Abstract

It has been found that blending polystyrene (PSt) with poly(methyl methacrylate) (PMMA) modifies the thermal degradation behaviour of each of the corresponding polymers. Thus, during pyrolysis at 500 °C, rate constants for the evolution of MMA and St monomers from the blend were each found to be smaller by a factor of about 10 than the corresponding rate constants measured using the individual polymers. The explanation proposed for this is that the ‘unlike’ long chain radicals in the blend preferentially interact, causing mutual termination of the depropagating chains. This preference for cross-termination is consistent with the high Φ-factor reported from the kinetic studies of the copolymerization of this monomer pair at much lower temperatures. This pyrolysis behaviour of the PSt/PMMA blend systems differs from that of poly(alkyl acrylate)/polystyrene blend systems, for which it is reported that chain transfer plays a more important role than cross-termination in the degradation mechanism.
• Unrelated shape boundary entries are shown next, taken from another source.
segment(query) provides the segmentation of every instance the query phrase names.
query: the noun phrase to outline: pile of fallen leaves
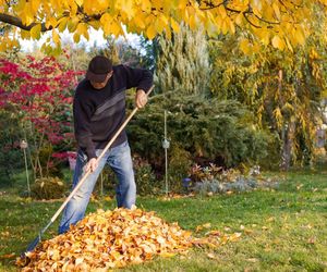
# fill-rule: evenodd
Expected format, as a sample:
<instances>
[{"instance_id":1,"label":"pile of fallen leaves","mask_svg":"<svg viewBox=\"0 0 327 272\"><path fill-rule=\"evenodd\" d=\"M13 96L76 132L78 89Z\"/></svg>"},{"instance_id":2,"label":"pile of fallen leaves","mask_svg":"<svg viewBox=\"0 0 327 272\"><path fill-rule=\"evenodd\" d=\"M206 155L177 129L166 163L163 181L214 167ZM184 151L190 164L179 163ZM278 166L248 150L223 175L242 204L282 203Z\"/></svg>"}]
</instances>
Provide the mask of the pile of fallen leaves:
<instances>
[{"instance_id":1,"label":"pile of fallen leaves","mask_svg":"<svg viewBox=\"0 0 327 272\"><path fill-rule=\"evenodd\" d=\"M168 224L154 212L136 208L98 210L71 226L68 233L43 242L26 254L27 258L20 258L17 264L25 272L108 271L157 255L186 254L193 245L216 247L229 239L222 236L220 240L217 233L214 236L194 238L177 223Z\"/></svg>"}]
</instances>

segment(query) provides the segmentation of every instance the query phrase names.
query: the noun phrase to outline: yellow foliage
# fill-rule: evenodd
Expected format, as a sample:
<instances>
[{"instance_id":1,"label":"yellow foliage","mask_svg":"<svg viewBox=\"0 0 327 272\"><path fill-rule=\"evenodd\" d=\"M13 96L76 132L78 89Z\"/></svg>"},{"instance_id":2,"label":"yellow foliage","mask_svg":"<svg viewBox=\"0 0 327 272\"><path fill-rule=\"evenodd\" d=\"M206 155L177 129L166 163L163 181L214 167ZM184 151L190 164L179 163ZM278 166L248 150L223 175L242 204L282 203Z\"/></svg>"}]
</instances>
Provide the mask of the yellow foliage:
<instances>
[{"instance_id":1,"label":"yellow foliage","mask_svg":"<svg viewBox=\"0 0 327 272\"><path fill-rule=\"evenodd\" d=\"M324 4L326 1L319 0ZM191 29L205 27L209 36L234 34L238 25L258 37L264 45L271 42L279 50L293 50L296 45L304 45L311 34L313 7L316 4L315 1L299 2L231 0L213 9L203 0L17 0L8 9L0 0L0 11L20 18L25 26L45 23L47 28L57 27L60 33L68 27L76 34L75 40L78 35L88 37L87 25L101 28L105 35L116 36L123 35L121 25L126 25L128 29L154 38L164 30L168 36L171 29L179 32L179 25L184 22ZM32 33L33 39L39 38L38 28Z\"/></svg>"},{"instance_id":2,"label":"yellow foliage","mask_svg":"<svg viewBox=\"0 0 327 272\"><path fill-rule=\"evenodd\" d=\"M41 25L37 24L31 28L31 38L39 39L40 38Z\"/></svg>"}]
</instances>

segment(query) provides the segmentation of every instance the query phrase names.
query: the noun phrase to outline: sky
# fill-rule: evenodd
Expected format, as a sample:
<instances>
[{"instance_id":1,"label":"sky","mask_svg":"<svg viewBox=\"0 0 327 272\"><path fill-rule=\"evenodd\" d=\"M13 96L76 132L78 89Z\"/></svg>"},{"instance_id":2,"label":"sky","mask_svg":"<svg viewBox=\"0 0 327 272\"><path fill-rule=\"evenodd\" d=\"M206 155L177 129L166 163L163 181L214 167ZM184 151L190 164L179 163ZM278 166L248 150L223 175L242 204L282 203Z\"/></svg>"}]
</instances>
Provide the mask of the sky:
<instances>
[{"instance_id":1,"label":"sky","mask_svg":"<svg viewBox=\"0 0 327 272\"><path fill-rule=\"evenodd\" d=\"M40 48L43 44L46 41L46 39L51 35L51 32L44 34L44 36L39 40L24 40L21 39L20 44L22 46L22 50L25 52L32 52L35 48ZM69 44L75 44L73 41L73 35L71 35L68 30L60 34L61 41L70 41ZM130 45L137 47L140 38L135 34L125 34L126 39ZM120 37L120 39L124 39L123 36ZM104 39L104 32L102 30L95 30L90 28L89 30L89 40L86 40L83 36L81 37L81 41L76 45L86 45L86 48L94 47L96 45L97 47L105 47L106 40Z\"/></svg>"}]
</instances>

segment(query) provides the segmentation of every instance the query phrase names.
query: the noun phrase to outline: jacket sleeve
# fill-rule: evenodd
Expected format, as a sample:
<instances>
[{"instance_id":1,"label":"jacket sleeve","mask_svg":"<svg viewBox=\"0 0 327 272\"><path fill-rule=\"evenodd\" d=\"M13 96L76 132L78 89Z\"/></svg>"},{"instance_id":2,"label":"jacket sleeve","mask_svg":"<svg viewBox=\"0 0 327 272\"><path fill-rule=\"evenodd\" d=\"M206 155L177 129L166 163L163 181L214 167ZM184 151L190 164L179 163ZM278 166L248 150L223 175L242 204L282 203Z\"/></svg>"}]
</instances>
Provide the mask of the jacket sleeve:
<instances>
[{"instance_id":1,"label":"jacket sleeve","mask_svg":"<svg viewBox=\"0 0 327 272\"><path fill-rule=\"evenodd\" d=\"M88 160L90 160L97 158L90 132L92 108L81 100L75 95L73 102L75 138L78 147L86 152Z\"/></svg>"},{"instance_id":2,"label":"jacket sleeve","mask_svg":"<svg viewBox=\"0 0 327 272\"><path fill-rule=\"evenodd\" d=\"M154 84L153 73L145 69L132 69L123 65L126 75L126 88L143 89L146 92Z\"/></svg>"}]
</instances>

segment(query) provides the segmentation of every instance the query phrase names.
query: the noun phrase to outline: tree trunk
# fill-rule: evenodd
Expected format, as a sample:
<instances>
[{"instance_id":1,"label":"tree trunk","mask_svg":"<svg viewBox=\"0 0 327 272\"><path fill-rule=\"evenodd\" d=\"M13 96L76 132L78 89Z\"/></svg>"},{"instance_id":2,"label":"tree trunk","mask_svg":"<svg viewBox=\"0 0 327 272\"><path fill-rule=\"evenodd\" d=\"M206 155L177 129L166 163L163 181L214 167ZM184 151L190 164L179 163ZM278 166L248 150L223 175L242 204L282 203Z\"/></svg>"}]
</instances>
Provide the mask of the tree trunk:
<instances>
[{"instance_id":1,"label":"tree trunk","mask_svg":"<svg viewBox=\"0 0 327 272\"><path fill-rule=\"evenodd\" d=\"M286 124L281 131L282 148L280 169L282 171L288 171L291 166L294 132L295 122Z\"/></svg>"}]
</instances>

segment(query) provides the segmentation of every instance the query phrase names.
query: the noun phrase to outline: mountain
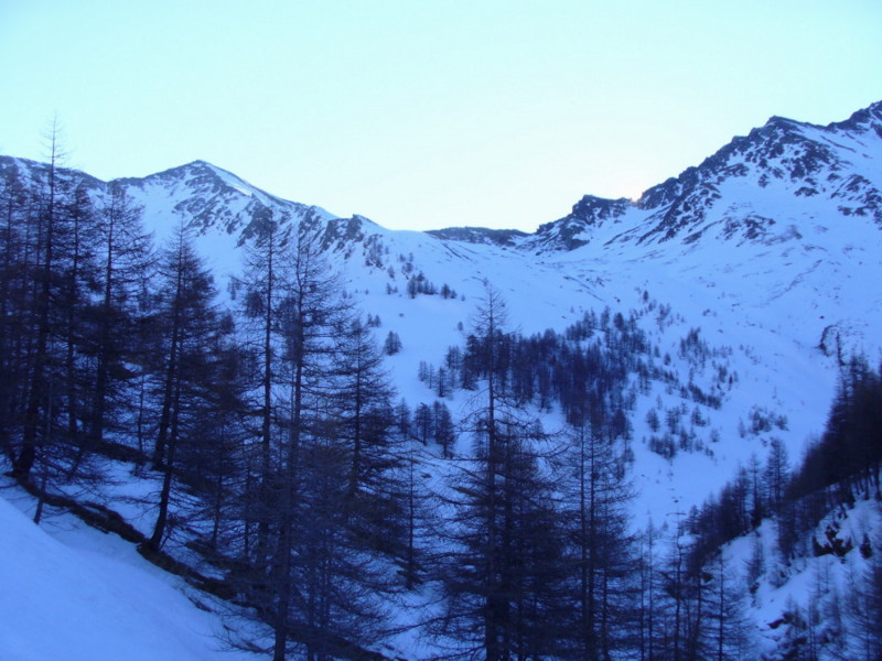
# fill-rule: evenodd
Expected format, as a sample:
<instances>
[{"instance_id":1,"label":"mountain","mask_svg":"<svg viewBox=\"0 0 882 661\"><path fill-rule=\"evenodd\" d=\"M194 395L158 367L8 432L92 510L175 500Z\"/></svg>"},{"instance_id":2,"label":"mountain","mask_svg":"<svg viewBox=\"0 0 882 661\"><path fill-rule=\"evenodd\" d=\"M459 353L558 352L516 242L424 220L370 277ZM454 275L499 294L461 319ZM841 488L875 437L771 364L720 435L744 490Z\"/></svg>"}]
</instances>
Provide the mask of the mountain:
<instances>
[{"instance_id":1,"label":"mountain","mask_svg":"<svg viewBox=\"0 0 882 661\"><path fill-rule=\"evenodd\" d=\"M0 201L39 189L46 172L0 156ZM268 220L305 228L376 317L377 339L400 337L386 366L411 408L443 400L466 416L469 393L441 394L426 375L464 346L487 281L524 336L550 329L591 338L604 357L633 351L606 397L626 419L634 528L675 524L777 442L795 464L824 431L848 358L875 365L882 351L882 102L826 127L773 117L637 201L587 195L534 234L389 230L203 161L112 182L62 175L97 205L123 191L158 242L194 228L232 307L245 249ZM535 412L563 426L560 405ZM467 435L455 449L471 452ZM430 480L449 470L437 457L423 468Z\"/></svg>"},{"instance_id":2,"label":"mountain","mask_svg":"<svg viewBox=\"0 0 882 661\"><path fill-rule=\"evenodd\" d=\"M390 364L410 397L419 395L409 386L418 364L438 362L461 343L459 324L469 323L485 280L507 297L525 334L562 330L587 311L609 306L636 314L663 353L675 355L677 343L700 328L713 347L732 351L733 369L743 362L733 404L743 397L738 405L747 410L784 409L794 456L822 424L837 359L862 351L874 360L880 350L882 101L827 127L773 117L636 202L587 195L533 235L388 230L281 199L204 161L108 183L66 174L96 197L122 188L143 208L158 242L179 223L194 227L222 290L266 218L312 228L365 312L401 336L406 351ZM43 164L0 158L8 189L44 176ZM459 297L410 299L406 284L420 273ZM666 306L668 321L648 311ZM814 387L807 391L806 383ZM636 407L636 430L642 408L648 407ZM745 415L727 408L733 420ZM722 436L730 433L724 426ZM730 464L745 459L738 445L727 453Z\"/></svg>"}]
</instances>

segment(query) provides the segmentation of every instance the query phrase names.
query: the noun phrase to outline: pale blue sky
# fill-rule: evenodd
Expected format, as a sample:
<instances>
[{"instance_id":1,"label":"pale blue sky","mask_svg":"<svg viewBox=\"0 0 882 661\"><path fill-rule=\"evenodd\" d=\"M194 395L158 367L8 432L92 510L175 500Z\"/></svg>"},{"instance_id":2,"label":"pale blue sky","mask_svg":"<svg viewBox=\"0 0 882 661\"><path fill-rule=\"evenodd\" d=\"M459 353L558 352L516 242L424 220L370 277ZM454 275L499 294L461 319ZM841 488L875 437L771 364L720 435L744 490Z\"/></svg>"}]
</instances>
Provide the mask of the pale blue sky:
<instances>
[{"instance_id":1,"label":"pale blue sky","mask_svg":"<svg viewBox=\"0 0 882 661\"><path fill-rule=\"evenodd\" d=\"M196 159L391 228L533 231L772 115L882 99L882 1L0 0L0 153Z\"/></svg>"}]
</instances>

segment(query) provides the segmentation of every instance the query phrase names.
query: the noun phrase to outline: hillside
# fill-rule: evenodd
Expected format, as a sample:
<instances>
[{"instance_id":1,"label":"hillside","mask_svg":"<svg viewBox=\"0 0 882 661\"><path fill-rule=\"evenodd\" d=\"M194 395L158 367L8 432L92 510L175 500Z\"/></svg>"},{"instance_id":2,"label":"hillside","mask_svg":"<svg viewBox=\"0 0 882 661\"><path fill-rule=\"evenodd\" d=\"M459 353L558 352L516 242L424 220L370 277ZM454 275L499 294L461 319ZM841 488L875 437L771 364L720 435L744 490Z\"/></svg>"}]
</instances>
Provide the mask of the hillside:
<instances>
[{"instance_id":1,"label":"hillside","mask_svg":"<svg viewBox=\"0 0 882 661\"><path fill-rule=\"evenodd\" d=\"M772 118L638 201L585 196L572 214L531 235L392 231L362 216L340 218L280 199L202 161L100 182L0 156L7 266L15 259L12 247L28 245L30 236L14 242L15 224L25 227L39 216L29 216L21 199L44 199L52 172L83 205L105 209L96 217L110 217L114 201L127 199L155 246L174 246L179 228L186 228L230 316L250 304L249 263L275 240L268 232L280 237L280 252L294 237L309 237L374 338L400 340L384 359L395 402L404 400L411 411L443 403L452 413L458 458L444 460L437 430L423 436L427 492L447 494L473 454L467 429L475 389L465 387L467 369L454 365L451 347L469 357L467 335L487 304L487 283L507 308L505 330L523 340L516 350L536 370L524 377L529 386L518 394L519 408L545 430L573 422L568 392L558 386L561 375L576 370L564 356L582 351L596 359L583 394L602 409L591 426L628 457L636 496L627 525L634 532L649 522L677 528L739 468L764 464L775 443L795 464L824 431L847 360L863 354L876 365L882 349L882 102L827 127ZM248 278L251 284L244 284ZM97 292L88 295L97 301ZM246 339L238 344L254 336ZM84 347L84 369L92 369L94 349ZM11 344L4 350L12 356ZM61 353L57 360L62 365ZM129 359L126 370L137 372L138 360L149 362ZM520 378L517 367L507 366L506 378ZM159 382L159 370L144 373ZM24 398L12 404L26 409ZM121 426L131 429L132 420ZM19 443L15 434L4 436L7 447ZM112 441L135 445L120 431ZM139 437L139 452L141 445ZM183 551L186 539L166 543ZM767 607L768 599L762 617Z\"/></svg>"}]
</instances>

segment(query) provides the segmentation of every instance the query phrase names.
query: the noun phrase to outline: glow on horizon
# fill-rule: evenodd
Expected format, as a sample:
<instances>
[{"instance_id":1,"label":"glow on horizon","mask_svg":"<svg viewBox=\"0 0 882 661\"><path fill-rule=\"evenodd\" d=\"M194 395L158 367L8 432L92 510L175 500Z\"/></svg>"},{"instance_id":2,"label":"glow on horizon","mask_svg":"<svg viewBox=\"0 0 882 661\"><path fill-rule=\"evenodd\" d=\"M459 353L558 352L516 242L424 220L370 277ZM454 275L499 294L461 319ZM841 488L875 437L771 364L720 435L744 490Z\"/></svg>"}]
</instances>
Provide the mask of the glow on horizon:
<instances>
[{"instance_id":1,"label":"glow on horizon","mask_svg":"<svg viewBox=\"0 0 882 661\"><path fill-rule=\"evenodd\" d=\"M341 216L533 231L771 115L882 99L878 0L0 0L0 153L202 159Z\"/></svg>"}]
</instances>

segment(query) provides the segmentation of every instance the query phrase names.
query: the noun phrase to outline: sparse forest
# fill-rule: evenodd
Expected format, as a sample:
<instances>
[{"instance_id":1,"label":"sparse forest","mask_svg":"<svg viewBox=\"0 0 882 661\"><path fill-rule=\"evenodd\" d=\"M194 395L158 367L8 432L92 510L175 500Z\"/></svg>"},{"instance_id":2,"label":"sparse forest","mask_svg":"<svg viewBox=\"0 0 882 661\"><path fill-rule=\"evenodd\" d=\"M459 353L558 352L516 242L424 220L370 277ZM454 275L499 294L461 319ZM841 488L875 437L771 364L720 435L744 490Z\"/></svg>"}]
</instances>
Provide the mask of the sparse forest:
<instances>
[{"instance_id":1,"label":"sparse forest","mask_svg":"<svg viewBox=\"0 0 882 661\"><path fill-rule=\"evenodd\" d=\"M271 631L275 661L379 658L368 650L395 632L390 611L420 590L435 607L412 626L439 658L751 658L745 608L772 559L757 548L745 583L722 548L773 517L775 562L843 555L839 538L820 545L811 531L831 509L880 498L882 378L856 358L799 464L773 438L765 462L700 510L637 531L636 398L650 382L676 390L690 408L650 409L647 445L668 460L700 449L706 412L731 387L722 362L710 386L680 383L636 316L609 308L525 337L486 283L462 346L420 367L434 401L408 403L384 367L401 338L379 344L379 317L354 308L308 224L256 218L237 295L222 305L192 229L153 245L130 198L95 195L54 155L39 189L0 189L10 475L41 503L99 488L114 462L153 476L142 552L166 565L195 552L204 583ZM409 297L456 297L404 263ZM680 358L710 365L700 329ZM469 402L461 420L454 393ZM542 427L552 410L562 430ZM786 420L754 409L747 425ZM427 486L430 455L443 479ZM837 650L869 661L882 639L882 549L868 539L861 553L872 568L843 597L838 629L854 647ZM793 609L770 659L832 649L832 633L805 636L813 617Z\"/></svg>"}]
</instances>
For the latter systems, the evidence quoted for the transfer mechanism was that no kinetic effects were observed when the poly(alkyl acrylate) was blended with poly(α-methyl styrene), in which there is no tertiary hydrogen atom available for transfer. Blends of poly(α-methyl styrene) with PMMA have also been studied in the present work, and again only a small effect has been observed; the degradation rates are comparable with those measured for the individual polymers. The implications of this is that the poly (α-methyl styrene) radical cannot cross-terminate with the same facility as the polystyryl radical, presumably because of additional steric hindrance from the methyl group. Actually there is a few percent enhancement of the degradation rates in the poly(α-methyl styrene) blends, and this is attributed to the blended polymer diluting the bimolecular termination reactions. Conversely there are orders of magnitude reductions of the rates of styrene oligomer formation in the PSt/PMMA blends. These are associated with the PMMA ‘solvent’ in the melt causing steric hindrance of those intramolecular (backbiting) transfer reactions of the polystyryl radical which lead to oligomer formation. All rate measurements in this work have been made by the pyrolysis-g.c. technique.